A federal judge has denied a motion from the Trump administration to stay discovery in state Attorney General Barbara Underwood’s lawsuit over a question about citizenship on the 2020 U.S. Census.
U.S. District Judge Jesse Furman of the Southern District of New York said in a decision Friday afternoon that discovery should go forward as scheduled, including a deposition of Acting Assistant Attorney General for Civil Rights John Gore. That deposition is scheduled for Sept. 12.
The Trump administration moved to stay discovery on the Friday before Labor Day weekend, which Furman took note of on three separate occasions in the decision. They were seeking to pause all discovery in the case, but particularly the deposition of Gore, Furman said.
Gore’s deposition could help Underwood get to the root of how the U.S. Department of Commerce decided to add a question about citizenship to the next census. Gore allegedly ghostwrote a letter from Department of Justice to Commerce Secretary Wilbur Ross asking that the question be added, Furman said.
Underwood and 17 other attorneys general are suing the Trump administration for adding the question earlier this year. They claimed in their lawsuit, filed in April, that asking about citizenship will decrease turnout for the census in states with large immigrant populations, like New York. That could cause those states to lose representatives in Congress and the Electoral College, and a smaller recorded population could also mean less federal funding in areas like education and health care, the attorneys general argued.

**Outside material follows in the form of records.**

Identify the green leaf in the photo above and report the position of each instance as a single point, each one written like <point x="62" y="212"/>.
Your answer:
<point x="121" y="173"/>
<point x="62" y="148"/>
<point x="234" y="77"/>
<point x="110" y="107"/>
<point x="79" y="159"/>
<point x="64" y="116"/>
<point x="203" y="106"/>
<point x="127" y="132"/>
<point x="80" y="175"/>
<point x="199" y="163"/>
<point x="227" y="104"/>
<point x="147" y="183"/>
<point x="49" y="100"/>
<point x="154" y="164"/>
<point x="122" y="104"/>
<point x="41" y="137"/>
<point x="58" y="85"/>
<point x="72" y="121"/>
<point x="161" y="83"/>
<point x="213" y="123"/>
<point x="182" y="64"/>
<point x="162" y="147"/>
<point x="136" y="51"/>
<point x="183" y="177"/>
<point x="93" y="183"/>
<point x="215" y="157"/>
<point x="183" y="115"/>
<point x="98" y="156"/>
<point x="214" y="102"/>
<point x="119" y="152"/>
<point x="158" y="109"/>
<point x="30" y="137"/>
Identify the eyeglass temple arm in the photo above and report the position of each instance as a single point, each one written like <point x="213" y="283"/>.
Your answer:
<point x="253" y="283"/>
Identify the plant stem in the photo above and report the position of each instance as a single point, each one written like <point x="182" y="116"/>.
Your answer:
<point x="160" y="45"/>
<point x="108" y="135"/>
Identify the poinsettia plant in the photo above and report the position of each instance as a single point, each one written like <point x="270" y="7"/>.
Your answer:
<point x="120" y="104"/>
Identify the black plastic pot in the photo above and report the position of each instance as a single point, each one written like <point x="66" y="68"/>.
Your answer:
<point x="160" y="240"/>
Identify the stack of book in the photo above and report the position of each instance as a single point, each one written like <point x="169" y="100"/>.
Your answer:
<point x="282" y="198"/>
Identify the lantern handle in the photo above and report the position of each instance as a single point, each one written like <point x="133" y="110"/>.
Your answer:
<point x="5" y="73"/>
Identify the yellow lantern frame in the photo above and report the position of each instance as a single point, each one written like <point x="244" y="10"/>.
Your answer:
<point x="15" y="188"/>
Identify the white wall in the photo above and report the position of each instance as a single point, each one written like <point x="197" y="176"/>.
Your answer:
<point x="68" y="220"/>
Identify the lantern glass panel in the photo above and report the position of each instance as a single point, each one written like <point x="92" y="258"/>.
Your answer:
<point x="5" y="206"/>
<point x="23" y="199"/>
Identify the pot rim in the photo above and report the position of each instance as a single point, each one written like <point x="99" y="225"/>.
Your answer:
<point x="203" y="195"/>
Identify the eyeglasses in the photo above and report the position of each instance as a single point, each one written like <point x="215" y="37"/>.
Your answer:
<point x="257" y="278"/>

Furman said in a July decision that there was “strong” evidence the Trump administration acted in bad faith when deciding to add the citizenship question. That decision also advanced discovery in the case, which Underwood’s office has been conducting since that time.

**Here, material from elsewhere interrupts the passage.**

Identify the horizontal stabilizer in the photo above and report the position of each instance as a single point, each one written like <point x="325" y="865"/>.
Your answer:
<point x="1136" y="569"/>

That’s one reason Furman denied the Trump administration’s motion to stay discovery on Friday. He said there clearly wasn’t evidence of irreparable harm to support their motion when they waited so long to file it.
“Defendants waited nearly two full months to seek a stay of the court’s ruling (and even then filed their motion at 6 p.m. on the eve of a three-day weekend)—during which time the parties conducted substantial discovery,” Furman wrote in his decision. “That delay, in itself, belies defendants’ conclusory assertions of irreparable harm.”

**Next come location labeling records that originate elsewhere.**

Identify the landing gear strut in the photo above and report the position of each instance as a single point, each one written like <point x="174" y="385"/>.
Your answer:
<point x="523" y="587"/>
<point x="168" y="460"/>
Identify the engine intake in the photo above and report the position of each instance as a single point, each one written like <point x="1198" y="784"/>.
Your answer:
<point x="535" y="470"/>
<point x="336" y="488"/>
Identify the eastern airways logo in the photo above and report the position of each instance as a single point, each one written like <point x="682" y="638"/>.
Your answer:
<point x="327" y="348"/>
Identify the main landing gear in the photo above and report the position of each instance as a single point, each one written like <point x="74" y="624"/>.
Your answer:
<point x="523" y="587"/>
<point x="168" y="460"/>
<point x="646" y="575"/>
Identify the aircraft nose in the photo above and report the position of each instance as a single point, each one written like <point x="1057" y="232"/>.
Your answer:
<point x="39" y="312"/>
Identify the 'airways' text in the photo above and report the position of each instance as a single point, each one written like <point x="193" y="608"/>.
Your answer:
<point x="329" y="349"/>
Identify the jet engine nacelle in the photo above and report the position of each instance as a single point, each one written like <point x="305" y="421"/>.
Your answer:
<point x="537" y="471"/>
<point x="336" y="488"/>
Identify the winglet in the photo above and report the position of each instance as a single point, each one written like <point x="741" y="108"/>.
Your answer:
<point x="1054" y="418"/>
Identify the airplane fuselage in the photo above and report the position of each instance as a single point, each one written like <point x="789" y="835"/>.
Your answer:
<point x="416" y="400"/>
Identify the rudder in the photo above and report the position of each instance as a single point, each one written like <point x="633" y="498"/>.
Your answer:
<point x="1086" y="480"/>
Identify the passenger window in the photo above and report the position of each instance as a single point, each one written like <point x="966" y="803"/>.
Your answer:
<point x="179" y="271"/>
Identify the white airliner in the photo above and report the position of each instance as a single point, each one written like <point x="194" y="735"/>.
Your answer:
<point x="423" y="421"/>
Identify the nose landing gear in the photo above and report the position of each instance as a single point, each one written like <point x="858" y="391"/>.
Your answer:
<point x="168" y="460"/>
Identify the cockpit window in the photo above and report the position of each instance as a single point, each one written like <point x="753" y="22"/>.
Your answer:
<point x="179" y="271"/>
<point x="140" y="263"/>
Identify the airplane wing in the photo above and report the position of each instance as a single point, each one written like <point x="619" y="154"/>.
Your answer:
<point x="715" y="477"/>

Furman also rejected the Trump administration’s argument that he used an incorrect legal standard to determine bad faith in the July decision. Furman rebutted that argument, saying the administration had actually used an incorrect standard in asserting their claim, which was slim on evidence, he said.
Furman also said in a case as time-sensitive as this one, with the census coming up in less than two years, any delay could go against the public interest.
“Given the importance of the census and the need for a timely resolution of plaintiffs’ claims, staying discovery altogether will substantially injure both plaintiffs and the public interest,” Furman wrote.
Furman denied the administration’s request to stay Gore’s deposition separately, citing the same reasons.
“Put simply, a deposition of the person who apparently wrote the memorandum that Secretary Ross himself requested and then later relied on to justify his decision to add the citizenship question is highly relevant ‘to assessing the commerce secretary’s reasons,’” Furman wrote.
Underwood is leading the lawsuit along with attorneys general from Connecticut, Delaware, Illinois, Iowa, Maryland, Massachusetts, Minnesota, New Jersey, New Mexico, North Carolina, Oregon, Pennsylvania, Rhode Island, Virginia, Vermont, Washington and the District of Columbia.
Kate Bailey is the lead attorney from the Department of Justice representing the Trump administration. A spokesman from the Census Bureau, which is within the Commerce Department, did not immediately respond to a request for comment.